Home >  News >  December, 2014

Fatal Medication Error Has Hospital Reeling

Patient was given a paralyzing muscle relaxant instead of an anti-convulsant.

Published: December 5, 2014

A head-scratching and tragic medication error has a devastated Oregon hospital scrutinizing every aspect of its medication process to try to understand how a 65-year-old patient was given rocuronium, a paralyzing muscle relaxant used during intubation, when she should have been given the anti-convulsant, fosphenytoin.

Loretta Macpherson, who'd recently had brain surgery, had come to the Emergency Room at St. Charles Medical Center in Bend, Ore., on Monday, with medication questions, says Michel Boileau, MD, chief clinical officer of the St. Charles Health System. She went into respiratory and cardiac arrest after being given the wrong drug in the ER, and died 2 days later.

St. Charles, says Dr.

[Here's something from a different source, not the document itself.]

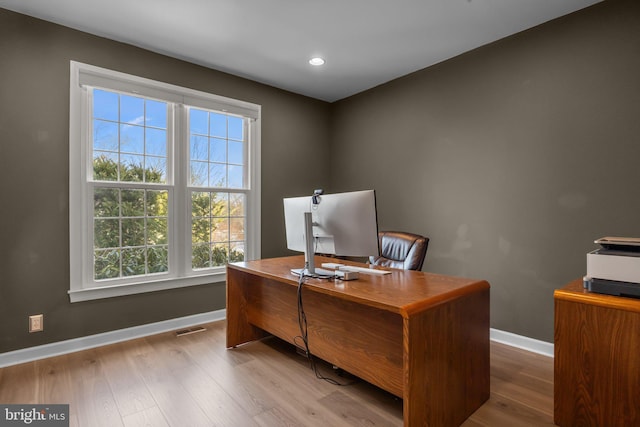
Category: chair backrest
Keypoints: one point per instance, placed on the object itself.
(401, 250)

Boileau, is now examining how it orders drugs, how the hospital pharmacy mixes, packages and labels them, how they're brought to nurses, and how drugs are administered. Three St. Charles employees have been placed on paid administrative leave while the investigation proceeds. "We're looking for any gaps or weaknesses in the process," says Dr. Boileau. "For something like this to happen, it's devastating for her family, but it's also devastating for the hospital staff who are involved in this."

"Without knowing what happened, it sounds as if there was a failure to read the label at least 2 times," says Sheldon Sones, RPh, FASCP, president of pharmacy-consulting firm Sheldon Sones and Associates. Mr. Sones also points out that even when generic names of drugs don't sound alike, trade names and shortened names can be confused. For example, Zemuron (rocuronium) sounds similar to Zarontin (a trade name for ethosuximide, a sister drug to fosphenytoin). Likewise, if someone simply asks for "sux," meaning ethosuximide, it can be confused with succinylcholine (suxamethonium chloride), a sister to rocuronium.

The Institute for Safe Medication Practices provides a frequently updated list of confused drug names.